A Predictive Model for Steady-State Multiphase Pipe Flow: Machine Learning on Lab Data

Engineering simulators used for steady-state multiphase pipe flows are commonly utilized to predict pressure drop. Such simulators are typically based on either empirical correlations or first-principles mechanistic models. The simulators allow evaluating the pressure drop in multiphase pipe flow with acceptable accuracy. However, the only shortcoming of these correlations and mechanistic models is their applicability. In order to extend the applicability and the accuracy of the existing accessible methods, a method of pressure drop calculation in the pipeline is proposed. The method is based on well segmentation and calculation of the pressure gradient in each segment using three surrogate models based on Machine Learning algorithms trained on a representative lab data set from the open literature.
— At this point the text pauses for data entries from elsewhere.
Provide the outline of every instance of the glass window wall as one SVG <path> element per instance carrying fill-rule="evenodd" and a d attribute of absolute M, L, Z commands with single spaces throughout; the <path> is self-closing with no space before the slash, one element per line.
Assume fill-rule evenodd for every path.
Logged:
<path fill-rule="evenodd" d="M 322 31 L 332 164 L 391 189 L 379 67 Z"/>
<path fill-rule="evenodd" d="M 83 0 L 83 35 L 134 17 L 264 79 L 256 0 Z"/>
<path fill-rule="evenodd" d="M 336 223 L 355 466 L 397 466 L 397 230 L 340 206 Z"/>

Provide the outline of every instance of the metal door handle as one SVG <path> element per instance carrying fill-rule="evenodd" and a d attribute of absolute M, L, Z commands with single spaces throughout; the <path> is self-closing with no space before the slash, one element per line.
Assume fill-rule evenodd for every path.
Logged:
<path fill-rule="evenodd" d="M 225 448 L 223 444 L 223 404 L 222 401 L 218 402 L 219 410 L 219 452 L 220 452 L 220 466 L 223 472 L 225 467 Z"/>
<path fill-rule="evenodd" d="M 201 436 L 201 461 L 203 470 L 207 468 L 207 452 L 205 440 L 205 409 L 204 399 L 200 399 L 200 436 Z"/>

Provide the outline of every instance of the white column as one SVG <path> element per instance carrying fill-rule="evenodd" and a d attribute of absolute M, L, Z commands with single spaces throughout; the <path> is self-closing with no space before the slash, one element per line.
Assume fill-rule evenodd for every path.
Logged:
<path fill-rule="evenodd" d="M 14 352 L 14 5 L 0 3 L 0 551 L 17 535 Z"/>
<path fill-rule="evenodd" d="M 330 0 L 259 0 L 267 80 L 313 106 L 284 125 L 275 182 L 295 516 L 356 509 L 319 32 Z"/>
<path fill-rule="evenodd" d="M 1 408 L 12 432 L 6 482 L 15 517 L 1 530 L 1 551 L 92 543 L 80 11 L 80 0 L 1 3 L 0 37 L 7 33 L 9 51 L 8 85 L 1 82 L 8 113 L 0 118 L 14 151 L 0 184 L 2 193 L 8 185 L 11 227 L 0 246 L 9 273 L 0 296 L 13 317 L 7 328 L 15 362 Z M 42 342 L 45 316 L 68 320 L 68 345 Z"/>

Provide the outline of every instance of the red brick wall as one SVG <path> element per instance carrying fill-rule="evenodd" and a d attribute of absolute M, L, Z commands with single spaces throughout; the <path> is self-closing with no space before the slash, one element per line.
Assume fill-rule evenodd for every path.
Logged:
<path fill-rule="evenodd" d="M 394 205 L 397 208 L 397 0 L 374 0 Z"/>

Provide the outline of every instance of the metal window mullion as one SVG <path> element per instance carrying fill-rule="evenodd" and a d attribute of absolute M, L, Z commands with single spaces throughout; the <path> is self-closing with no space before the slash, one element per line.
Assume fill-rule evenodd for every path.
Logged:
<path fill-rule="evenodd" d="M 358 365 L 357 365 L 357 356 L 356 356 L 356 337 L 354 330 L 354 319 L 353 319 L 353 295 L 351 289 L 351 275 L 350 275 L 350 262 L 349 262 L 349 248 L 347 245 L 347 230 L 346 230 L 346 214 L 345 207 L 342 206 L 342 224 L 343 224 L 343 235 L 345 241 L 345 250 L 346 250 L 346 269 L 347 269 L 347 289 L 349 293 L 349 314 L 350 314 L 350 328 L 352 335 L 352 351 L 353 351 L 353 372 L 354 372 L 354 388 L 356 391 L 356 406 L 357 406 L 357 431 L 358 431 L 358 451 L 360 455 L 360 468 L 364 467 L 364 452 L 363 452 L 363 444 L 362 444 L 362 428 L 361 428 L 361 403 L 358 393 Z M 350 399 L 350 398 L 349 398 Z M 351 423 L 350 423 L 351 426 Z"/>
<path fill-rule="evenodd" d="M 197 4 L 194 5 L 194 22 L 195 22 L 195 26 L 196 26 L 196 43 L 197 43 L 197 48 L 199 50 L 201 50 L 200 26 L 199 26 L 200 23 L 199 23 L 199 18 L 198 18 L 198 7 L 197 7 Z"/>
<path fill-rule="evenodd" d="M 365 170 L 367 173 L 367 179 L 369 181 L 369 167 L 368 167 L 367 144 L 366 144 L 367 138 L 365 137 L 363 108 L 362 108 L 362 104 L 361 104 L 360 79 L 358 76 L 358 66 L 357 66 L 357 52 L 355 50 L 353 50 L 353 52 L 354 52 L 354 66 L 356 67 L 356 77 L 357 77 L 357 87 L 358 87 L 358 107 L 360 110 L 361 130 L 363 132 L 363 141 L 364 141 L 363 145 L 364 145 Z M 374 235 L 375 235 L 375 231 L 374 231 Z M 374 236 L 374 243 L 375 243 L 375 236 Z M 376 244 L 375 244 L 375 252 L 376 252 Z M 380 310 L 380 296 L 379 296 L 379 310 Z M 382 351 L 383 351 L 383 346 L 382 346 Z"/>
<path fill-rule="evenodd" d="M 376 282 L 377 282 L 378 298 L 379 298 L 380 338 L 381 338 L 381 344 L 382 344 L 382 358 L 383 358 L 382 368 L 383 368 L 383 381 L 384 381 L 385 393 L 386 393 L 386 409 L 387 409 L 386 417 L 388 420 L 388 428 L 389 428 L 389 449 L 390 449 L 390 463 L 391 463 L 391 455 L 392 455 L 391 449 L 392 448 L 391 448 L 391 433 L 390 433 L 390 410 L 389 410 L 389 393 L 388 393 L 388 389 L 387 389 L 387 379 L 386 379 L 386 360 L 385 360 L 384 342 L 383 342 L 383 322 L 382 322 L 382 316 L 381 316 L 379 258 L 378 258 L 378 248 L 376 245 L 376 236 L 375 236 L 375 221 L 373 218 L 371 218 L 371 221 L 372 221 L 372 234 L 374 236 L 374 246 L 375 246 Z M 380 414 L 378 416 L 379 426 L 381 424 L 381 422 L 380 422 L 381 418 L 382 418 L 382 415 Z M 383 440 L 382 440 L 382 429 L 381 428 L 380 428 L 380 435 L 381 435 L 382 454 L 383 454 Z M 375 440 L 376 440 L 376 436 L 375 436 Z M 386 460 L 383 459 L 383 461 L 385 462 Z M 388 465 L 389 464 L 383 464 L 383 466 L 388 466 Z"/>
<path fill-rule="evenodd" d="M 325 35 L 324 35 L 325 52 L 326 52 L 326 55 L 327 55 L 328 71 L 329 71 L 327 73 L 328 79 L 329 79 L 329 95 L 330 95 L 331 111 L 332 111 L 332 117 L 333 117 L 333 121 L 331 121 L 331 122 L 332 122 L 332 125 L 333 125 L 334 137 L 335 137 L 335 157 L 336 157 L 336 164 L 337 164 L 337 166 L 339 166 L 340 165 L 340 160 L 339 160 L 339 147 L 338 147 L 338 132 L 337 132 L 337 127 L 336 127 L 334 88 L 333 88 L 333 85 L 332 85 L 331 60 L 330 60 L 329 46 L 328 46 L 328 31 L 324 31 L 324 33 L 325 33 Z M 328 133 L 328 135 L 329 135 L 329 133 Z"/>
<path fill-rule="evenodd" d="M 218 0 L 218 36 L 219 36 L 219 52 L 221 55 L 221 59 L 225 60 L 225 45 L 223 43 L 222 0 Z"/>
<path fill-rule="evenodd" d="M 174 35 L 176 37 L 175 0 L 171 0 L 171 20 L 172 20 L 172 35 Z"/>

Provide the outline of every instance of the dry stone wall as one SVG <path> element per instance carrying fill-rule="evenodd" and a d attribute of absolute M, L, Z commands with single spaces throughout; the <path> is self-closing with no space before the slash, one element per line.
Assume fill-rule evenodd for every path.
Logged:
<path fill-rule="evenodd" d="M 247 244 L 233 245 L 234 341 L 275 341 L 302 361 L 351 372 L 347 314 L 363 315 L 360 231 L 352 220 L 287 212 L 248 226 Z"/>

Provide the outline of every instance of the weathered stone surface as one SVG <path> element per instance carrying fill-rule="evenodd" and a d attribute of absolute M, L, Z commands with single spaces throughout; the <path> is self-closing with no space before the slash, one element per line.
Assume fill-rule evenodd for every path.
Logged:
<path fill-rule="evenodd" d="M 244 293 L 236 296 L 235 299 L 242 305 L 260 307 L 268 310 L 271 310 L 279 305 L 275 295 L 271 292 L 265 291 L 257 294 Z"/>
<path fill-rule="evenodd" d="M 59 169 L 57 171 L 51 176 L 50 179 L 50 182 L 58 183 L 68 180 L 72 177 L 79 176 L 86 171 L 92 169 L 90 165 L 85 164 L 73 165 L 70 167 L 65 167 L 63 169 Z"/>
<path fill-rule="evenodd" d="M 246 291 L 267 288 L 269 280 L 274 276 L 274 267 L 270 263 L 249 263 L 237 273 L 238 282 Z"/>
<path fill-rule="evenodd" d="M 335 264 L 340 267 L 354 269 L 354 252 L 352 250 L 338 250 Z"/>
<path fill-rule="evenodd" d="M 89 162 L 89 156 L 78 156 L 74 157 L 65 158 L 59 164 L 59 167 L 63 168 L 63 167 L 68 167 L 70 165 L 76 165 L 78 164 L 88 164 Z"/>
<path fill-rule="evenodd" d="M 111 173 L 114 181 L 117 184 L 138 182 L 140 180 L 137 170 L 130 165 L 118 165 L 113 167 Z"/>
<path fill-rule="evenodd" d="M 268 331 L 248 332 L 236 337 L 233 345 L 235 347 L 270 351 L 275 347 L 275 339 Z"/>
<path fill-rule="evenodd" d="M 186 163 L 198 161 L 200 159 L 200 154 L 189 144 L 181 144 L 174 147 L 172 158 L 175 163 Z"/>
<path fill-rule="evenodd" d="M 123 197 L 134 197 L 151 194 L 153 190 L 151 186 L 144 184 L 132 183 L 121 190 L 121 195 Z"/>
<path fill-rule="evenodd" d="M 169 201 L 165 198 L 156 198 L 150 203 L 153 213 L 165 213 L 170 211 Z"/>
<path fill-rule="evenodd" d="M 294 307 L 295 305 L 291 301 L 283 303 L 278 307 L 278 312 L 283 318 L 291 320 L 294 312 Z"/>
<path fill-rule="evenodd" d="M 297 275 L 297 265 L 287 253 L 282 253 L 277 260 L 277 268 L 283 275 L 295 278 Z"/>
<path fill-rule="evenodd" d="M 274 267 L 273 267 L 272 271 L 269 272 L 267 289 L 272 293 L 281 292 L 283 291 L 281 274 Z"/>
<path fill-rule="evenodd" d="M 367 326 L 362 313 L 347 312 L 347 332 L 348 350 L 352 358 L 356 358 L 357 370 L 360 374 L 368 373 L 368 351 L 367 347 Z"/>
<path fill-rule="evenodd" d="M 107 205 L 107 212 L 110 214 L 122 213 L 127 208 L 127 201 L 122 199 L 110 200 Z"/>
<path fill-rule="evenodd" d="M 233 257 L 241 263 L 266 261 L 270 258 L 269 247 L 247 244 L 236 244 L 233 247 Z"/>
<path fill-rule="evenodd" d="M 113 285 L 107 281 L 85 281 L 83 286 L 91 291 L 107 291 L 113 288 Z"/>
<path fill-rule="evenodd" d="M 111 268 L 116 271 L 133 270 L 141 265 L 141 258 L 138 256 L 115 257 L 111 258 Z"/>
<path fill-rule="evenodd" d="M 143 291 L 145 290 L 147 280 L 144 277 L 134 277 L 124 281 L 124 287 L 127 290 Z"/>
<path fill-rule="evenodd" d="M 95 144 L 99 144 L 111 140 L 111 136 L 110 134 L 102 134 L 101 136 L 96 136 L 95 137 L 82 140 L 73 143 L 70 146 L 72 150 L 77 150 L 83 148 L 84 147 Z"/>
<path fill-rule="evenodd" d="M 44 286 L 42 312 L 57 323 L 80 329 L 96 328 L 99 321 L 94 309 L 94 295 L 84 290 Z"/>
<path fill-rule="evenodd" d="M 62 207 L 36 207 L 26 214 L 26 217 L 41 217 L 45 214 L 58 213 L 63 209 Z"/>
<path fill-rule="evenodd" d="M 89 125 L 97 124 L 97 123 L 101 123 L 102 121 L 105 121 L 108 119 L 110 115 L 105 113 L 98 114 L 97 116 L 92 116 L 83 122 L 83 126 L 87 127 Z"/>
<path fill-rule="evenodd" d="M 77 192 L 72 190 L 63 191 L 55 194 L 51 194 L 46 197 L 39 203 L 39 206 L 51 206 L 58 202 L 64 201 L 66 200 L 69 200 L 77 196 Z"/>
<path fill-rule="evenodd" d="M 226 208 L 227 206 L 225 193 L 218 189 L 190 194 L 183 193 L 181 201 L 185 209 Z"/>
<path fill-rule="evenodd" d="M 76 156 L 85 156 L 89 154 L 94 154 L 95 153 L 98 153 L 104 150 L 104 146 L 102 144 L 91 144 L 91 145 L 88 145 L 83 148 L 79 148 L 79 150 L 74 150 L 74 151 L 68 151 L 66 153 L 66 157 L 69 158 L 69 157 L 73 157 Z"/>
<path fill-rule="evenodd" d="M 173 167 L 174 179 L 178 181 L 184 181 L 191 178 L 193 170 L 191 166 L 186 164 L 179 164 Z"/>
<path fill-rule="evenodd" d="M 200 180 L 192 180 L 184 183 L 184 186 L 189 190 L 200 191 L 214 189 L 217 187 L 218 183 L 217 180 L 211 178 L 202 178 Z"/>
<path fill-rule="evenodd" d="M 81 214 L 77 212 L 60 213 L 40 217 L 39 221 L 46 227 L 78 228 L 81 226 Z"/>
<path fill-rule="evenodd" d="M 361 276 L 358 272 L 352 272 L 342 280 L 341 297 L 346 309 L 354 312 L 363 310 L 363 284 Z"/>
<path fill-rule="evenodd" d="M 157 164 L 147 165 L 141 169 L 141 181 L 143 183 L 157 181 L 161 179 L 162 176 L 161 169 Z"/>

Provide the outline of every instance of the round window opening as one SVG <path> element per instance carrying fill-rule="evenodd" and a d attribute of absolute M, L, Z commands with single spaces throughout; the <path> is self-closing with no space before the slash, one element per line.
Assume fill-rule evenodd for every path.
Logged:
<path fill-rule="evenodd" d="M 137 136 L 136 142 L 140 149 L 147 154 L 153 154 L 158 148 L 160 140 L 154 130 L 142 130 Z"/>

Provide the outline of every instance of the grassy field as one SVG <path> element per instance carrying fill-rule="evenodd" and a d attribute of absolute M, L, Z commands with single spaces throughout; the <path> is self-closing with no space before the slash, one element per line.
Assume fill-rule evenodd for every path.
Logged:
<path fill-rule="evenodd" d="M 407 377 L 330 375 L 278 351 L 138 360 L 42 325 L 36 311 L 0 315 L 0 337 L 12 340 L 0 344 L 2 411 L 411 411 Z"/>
The first model predicts the value of a liquid holdup in the segment, the second one determines the flow pattern, and the third one is used to estimate the pressure gradient. To build these models, several ML algorithms are trained such as Random Forest, Gradient Boosting Decision Trees, Support Vector Machine, and Artificial Neural Network, and their predictive abilities are cross-compared. The proposed method for pressure gradient calculation yields $R^2 = 0.95$ by using the Gradient Boosting algorithm as compared with $R^2 = 0.92$ in case of Mukherjee and Brill correlation and $R^2 = 0.91$ when a combination of Ansari and Xiao mechanistic models is utilized. The method for pressure drop prediction is also validated on three real field cases. Validation indicates that the proposed model yields the following coefficients of determination: $R^2 = 0.806, 0.815$ and 0.99 as compared with the highest values obtained by commonly used techniques: $R^2 = 0.82$ (Beggs and Brill correlation), $R^2 = 0.823$ (Mukherjee and Brill correlation) and $R^2 = 0.98$ (Beggs and Brill correlation).